Apologies if this is confusing at all, I'm very unfamiliar with geometric means. For context, my data set is 35 month-end portfolio values. I found the month to month growth rate [Month(N)/Month(N-1)] – 1, such that I now have 34 observations and would like to estimate a month end value using the known previous month end's value. For example if I know what the ending value of the portfolio was last month, I would take that multiplied by a growth rate to get an estimate of this month's ending value +/- the margin of error.
I initially used the arithmetic mean of the growth rates, found the sample standard deviation and calculated a confidence interval to get my lower / upper bound growth rates.
I'm now doubting the accuracy of this method and have tried to use geometric mean instead. So currently I have my set of 34 growth rates except I did not subtract 1 so that all values are positive, calculated the geometric mean, and to calculate standard deviation used this wikipedia formula:
$$
\sigma_g = \exp\!\!\left(\sqrt{\frac{\sum_{i=1}^n\ln\!\big(\frac{x_i}{\mu_g}\big)^2}{n}} \right)
$$
I'm now at a loss as to how to calculate a 95% CI as I've looked through similar questions on this site as well as general searching the internet and am seeing different opinions on methods and formulas (I admittedly am also getting a bit lost in the underlying math).
Currently I'm using the formulas for a normal distribution to calculate a confidence interval based off the geometric standard deviation minus 1 (to get it back to a percentage), such that:
- Standard Error = [(Geometric Stdev-1)/Sqrt(N)],
- Margin of Error = [Standard Error * 1.96], and
- CI = [Geometric Mean +/- Margin of Error]

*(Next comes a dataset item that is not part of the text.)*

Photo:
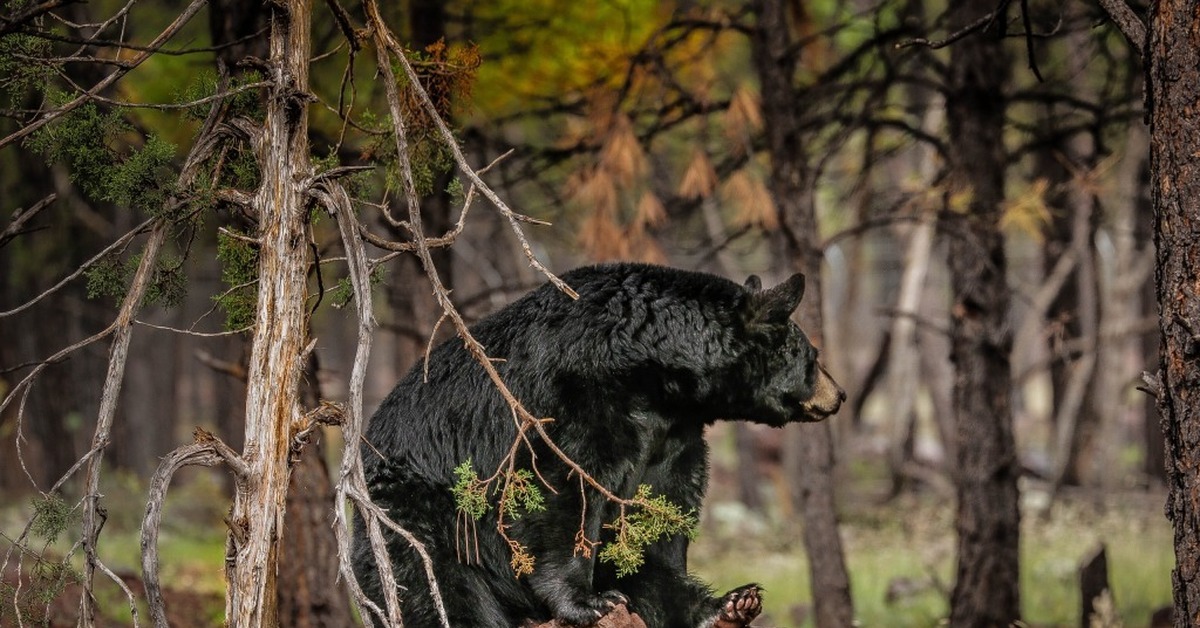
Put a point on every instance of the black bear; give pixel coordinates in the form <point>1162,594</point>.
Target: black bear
<point>631,372</point>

Is this a reasonable approximation or should I be using a different method to calculate the CI?
Best Answer
You can compute the arithmetic mean of the log growth rate:
The basic idea is to take logs and do your standard stuff. Taking logs transforms multiplication into a sum.
$$\bar{r} = \frac{1}{T} \sum_{t=1}^T r_t \quad \quad s_r = \sqrt{\frac{1}{T-1} \sum_{t=1}^T \left( r_t - \bar{r}\right)^2}$$
Then your standard error $\mathit{SE}_{\bar{r}}$ for your sample mean $\bar{r}$ is given by:
$$ \mathit{SE}_{\bar{r}} = \frac{s_r}{\sqrt{T}}$$
The 95 percent confidence interval for $\mu_r = {\operatorname{E}[r_t]}$ would be approximately: $$\left( \bar{r} - 2 \mathit{SE}_{\bar{r}} , \bar{r} + 2 \mathit{SE}_{\bar{r}} \right)$$.
Exponentiate to get confidence interval for $e^{\mu_r}$
Since $e^x$ is a strictly increasing function, a 95 percent confidence interval for $e^{\mu_r}$ would be:
$$\left( e^{\bar{r} - 2 \mathit{SE}_{\bar{r}}} , e^{\bar{r} + 2 \mathit{SE}_{\bar{r}}} \right)$$
And we're done. Why are we done?
Observe $\bar{r} = \frac{1}{T} \sum_t r_t$ is the log of the geometric mean
Hence $e^{\bar{r}}$ is geometric mean of your sample. To show this, observe the geometric mean is given by:
$$ \mathit{GM} = \left(R_1R_2\ldots R_T\right)^\frac{1}{T}$$
Hence if we take the log of both sides:
\begin{align*} \log \mathit{GM} &= \frac{1}{T} \sum_{t=1}^T \log R_t \\ &= \bar{r} \end{align*}
Some example to build intuition:
For $x \approx 1$, we have $\log(x) \approx x - 1$ and for $y \approx 0$, we have $\exp(y) \approx y + 1$. Further away though, those tricks breka down:
If all your log growth rates $r_t$ are near zero (or equivalently $\frac{V_t}{V_{t-1}}$ is near 1, then you'll find that the geometric mean and the arithmetic mean will be quite close
Another answer that might be useful:
As this answer discusses, log differences are basically percent changes.
Comment: it's useful in finance to get comfortable thinking in logs. It's similar to thinking in terms of percent changes but mathematically cleaner.